The connection between Taube and the Institute began very early on, in 1972, when Pauling suggested to him that some of Taube’s graduate students might be interested in also working on orthomolecular studies with either himself or his assistant, Arthur B. Robinson. Twelve years later, in 1984, Pauling wrote to Taube asking him to join the Institute’s board of associates. Taube accepted, despite the fact that the Institute was involved in a very public battle with the Mayo Clinic, one based on what Pauling described in his letter as, “a thoroughly misleading account of [the Institute’s] work.”

In 1987 Pauling asked his friend to become even more involved, writing that he was pleased to tell him that the Board of Trustees had authorized him to ask Taube to join their rank and file. Taube accepted this position as well, but ultimately resigned in 1989, stating that he could “provide little help in solving the kind of [largely financial] problem that the Institute faces,” and that he believed he was “usurping an opportunity for service which others, of greater influence in financial or medico-scientific circles, could better fill.” Pauling was disappointed and disagreed with the decision, but responded simply that it would not otherwise impact Taube’s connection to the Institute.

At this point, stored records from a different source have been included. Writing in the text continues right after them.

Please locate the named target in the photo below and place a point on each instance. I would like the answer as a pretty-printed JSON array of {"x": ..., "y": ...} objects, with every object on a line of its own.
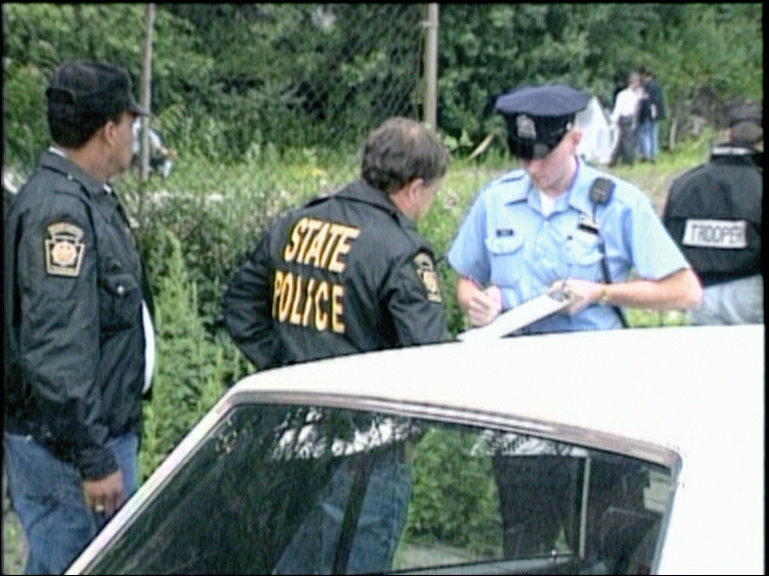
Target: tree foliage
[{"x": 227, "y": 77}]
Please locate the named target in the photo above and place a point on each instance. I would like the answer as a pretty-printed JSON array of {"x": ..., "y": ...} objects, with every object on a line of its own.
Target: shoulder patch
[
  {"x": 64, "y": 249},
  {"x": 429, "y": 276}
]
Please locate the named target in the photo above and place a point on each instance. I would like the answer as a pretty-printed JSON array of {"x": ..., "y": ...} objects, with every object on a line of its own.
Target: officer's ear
[{"x": 414, "y": 188}]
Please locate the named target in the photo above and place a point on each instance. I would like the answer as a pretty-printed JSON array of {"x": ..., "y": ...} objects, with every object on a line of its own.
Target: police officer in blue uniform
[
  {"x": 558, "y": 223},
  {"x": 714, "y": 213},
  {"x": 77, "y": 316},
  {"x": 344, "y": 274}
]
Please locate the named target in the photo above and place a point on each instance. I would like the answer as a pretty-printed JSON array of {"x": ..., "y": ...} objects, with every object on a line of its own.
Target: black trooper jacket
[
  {"x": 342, "y": 274},
  {"x": 74, "y": 337},
  {"x": 714, "y": 213}
]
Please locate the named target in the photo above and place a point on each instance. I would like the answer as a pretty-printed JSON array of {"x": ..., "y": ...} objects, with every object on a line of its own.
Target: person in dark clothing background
[
  {"x": 650, "y": 112},
  {"x": 344, "y": 274},
  {"x": 714, "y": 213},
  {"x": 79, "y": 340}
]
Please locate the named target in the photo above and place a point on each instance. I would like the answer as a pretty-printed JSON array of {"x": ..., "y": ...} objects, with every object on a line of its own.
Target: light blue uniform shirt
[{"x": 507, "y": 241}]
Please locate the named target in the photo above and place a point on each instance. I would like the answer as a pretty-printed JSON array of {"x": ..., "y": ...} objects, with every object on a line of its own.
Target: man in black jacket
[
  {"x": 348, "y": 272},
  {"x": 714, "y": 213},
  {"x": 78, "y": 330},
  {"x": 344, "y": 274},
  {"x": 651, "y": 112}
]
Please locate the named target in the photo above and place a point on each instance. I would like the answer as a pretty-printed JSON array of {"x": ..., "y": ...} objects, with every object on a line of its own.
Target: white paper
[{"x": 518, "y": 317}]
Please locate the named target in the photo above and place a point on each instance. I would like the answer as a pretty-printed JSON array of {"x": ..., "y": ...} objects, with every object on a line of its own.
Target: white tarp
[{"x": 598, "y": 136}]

Henry Taube’s love of chemistry and the impact that he made on the field seemed sometimes unbelievable to the man himself. Humble by nature, Taube offered in his Nobel lecture that he had only, “focused rather narrowly on electron transfer reactions between metal complexes.”

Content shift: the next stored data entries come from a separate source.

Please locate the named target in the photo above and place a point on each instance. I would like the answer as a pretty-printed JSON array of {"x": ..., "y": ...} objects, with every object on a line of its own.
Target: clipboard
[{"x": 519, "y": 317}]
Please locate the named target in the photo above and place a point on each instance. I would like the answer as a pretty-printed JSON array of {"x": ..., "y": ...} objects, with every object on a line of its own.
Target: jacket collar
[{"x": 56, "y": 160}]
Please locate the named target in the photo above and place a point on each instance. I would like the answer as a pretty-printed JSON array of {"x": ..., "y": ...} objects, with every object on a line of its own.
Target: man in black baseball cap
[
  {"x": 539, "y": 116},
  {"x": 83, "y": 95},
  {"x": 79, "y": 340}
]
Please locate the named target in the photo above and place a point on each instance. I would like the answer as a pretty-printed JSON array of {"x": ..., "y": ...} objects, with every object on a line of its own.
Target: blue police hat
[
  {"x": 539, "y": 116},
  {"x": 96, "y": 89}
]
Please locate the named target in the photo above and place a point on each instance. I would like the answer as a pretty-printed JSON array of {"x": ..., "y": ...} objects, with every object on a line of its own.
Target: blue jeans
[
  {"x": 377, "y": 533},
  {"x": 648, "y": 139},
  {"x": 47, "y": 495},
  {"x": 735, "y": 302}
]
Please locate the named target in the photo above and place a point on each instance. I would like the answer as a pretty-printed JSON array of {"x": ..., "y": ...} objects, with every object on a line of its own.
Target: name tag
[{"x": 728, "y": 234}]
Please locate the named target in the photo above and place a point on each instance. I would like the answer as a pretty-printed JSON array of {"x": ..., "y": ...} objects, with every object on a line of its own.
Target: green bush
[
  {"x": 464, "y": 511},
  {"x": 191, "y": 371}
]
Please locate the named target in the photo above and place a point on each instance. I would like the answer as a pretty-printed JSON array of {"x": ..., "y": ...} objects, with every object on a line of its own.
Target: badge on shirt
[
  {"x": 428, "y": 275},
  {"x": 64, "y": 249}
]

While Pauling and many others recognized and cited the importance of his work in developing a general principle of electron transfer, Taube remained much more cautious in his assessment. The principles that he had derived, Taube pointed out, manifested differently in different materials and reactions. Consequently, the descriptive chemistry of such relationships could be quite different.

Nonetheless, Taube saw these differing manifestations as an exciting challenge, describing them in his Nobel lecture as “the fabric of chemistry.”  In this love of scientific inquiry and the quest for a better understanding of the natural world, Taube was once again reunited with his close friend, Linus Pauling.